Pre-existing geopolitical competitions will be amplified by the severe economic effects of COVID-19. These competitions will most likely be intensified in the diplomatic, informational, and economic rather than the military elements of national power. Even if military budgets are not significantly reduced, money will have to be diverted from existing priorities to cover expenses and disruptions to the training, procurement, operations, and maintenance cycles. A critical question is:  With reduced funding, will the US Government be able to succeed by using all its elements of national power in a unified way while still maintaining credibility against potential adversaries?

Mark KustraAdjunct Fellow

U.S. – Russia Relations

Previously, Putin declared that the COVID-19 crisis was “entirely under control” in Russia. Now, it’s clear that this statement was a vast exaggeration, and there’s reason to believe that the virus will hit Russia particularly hard, due to pre-existing demographic and public health issues. But it’s not clear whether these vulnerabilities with a) be accurately reported due to continued crack-downs on independent media and b) make an impact on politics, as a referendum for constitutional changes still looming. What’s of particular concern for US national security is how well Russia is already capitalizing on COVID-19 to undermine the US’ global image via disinformation and interference campaigns. This context of increased fear and mistrust of media provides the perfect fuel for Russia’s attacks on our democracy, institutions, and societal cohesion. Post-pandemic, we should expect to see these attacks continue, strengthened by the chaos wrought by COVID-19.

Rossella Cerulli, Junior Fellow

The Future of Africa

The Africa we see emerge from the COVID-19 pandemic may well be one we don’t want to see. Many African countries are especially dependent on primary commodity exports – like oil and minerals – and the virus has taken a major toll on demand for Africa’s prized exports. This downturn severely hurts economic development across an already fragile and increasingly strategically important continent. Coupled with a surge in massive amounts of external debt – a lot of which comes from China – over the years, Africa could be headed down a path that will be difficult to correct post-COVID-19.

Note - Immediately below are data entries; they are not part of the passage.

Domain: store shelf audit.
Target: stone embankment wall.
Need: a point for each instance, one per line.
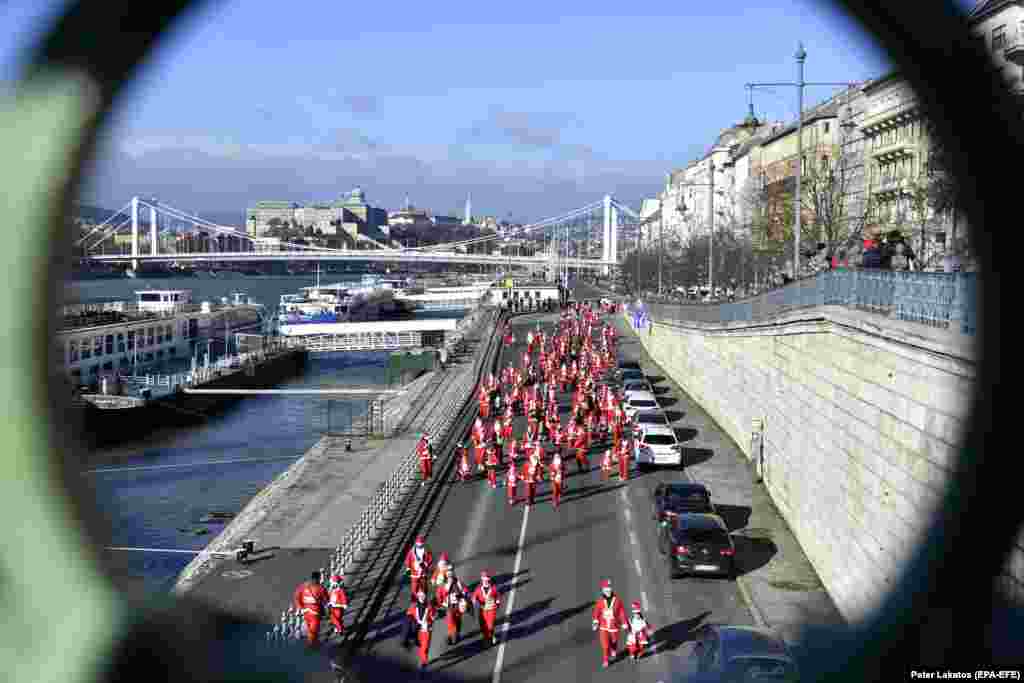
(861, 420)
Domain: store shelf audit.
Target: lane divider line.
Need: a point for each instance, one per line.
(508, 608)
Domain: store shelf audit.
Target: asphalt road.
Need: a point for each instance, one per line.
(548, 564)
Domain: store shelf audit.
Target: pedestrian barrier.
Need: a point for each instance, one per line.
(393, 489)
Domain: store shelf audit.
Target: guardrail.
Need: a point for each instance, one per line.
(395, 487)
(941, 300)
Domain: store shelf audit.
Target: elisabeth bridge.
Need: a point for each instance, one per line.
(588, 238)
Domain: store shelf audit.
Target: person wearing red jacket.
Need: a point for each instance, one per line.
(512, 483)
(624, 460)
(337, 603)
(465, 470)
(532, 471)
(418, 562)
(493, 463)
(609, 619)
(486, 599)
(421, 620)
(556, 471)
(310, 599)
(638, 633)
(456, 605)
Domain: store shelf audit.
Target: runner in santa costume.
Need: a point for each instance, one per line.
(608, 620)
(418, 563)
(607, 467)
(556, 472)
(493, 464)
(486, 599)
(457, 597)
(438, 580)
(465, 470)
(421, 620)
(639, 633)
(512, 483)
(531, 473)
(625, 451)
(337, 603)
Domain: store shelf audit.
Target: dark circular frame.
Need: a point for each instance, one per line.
(929, 43)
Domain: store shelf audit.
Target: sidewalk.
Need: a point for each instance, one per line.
(775, 578)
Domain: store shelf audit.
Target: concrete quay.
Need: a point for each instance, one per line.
(300, 518)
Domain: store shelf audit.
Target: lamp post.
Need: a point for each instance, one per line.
(801, 57)
(681, 207)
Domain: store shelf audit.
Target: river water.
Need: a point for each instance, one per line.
(155, 491)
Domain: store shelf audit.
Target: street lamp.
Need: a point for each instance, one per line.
(681, 207)
(801, 57)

John Madeira, Junior Fellow

Military Training and Readiness

The outbreak on the USS Roosevelt revealed a large issue, how is the DoD going to maintain readiness in a COVID-19 world? At a minimum, the Navy will need to sterilize all its vessels and then do rigorous testing BEFORE crew members board and eliminate all non-essential port calls. The Army and Marines will have to look at the close quarters living both in garrison and in field exercises. Finally, they will have to weigh the national security benefits of overseas deployments with the expected costs of service members exposed to COVID-19. This could have serious implications for our national security.

Ken Robbins, Senior Fellow

Public Diplomacy

In terms of public diplomacy, America’s post-COVID-19 international image will depend largely on its performance during and recovery after the pandemic. Does the United States live up to the premise that its system is better than the Russian or Chinese models? Does the U.S. come off as a purveyor of facts or misinformation amidst the pandemic? Post-coronavirus, the U.S. will need to double down on efforts to rebuild the “people-to-people” relationships that are so critical for American credibility in the age of disinformation. Social distancing makes this hard, but these networks are valuable in countless ways, including cross cultural scientific and medical innovation.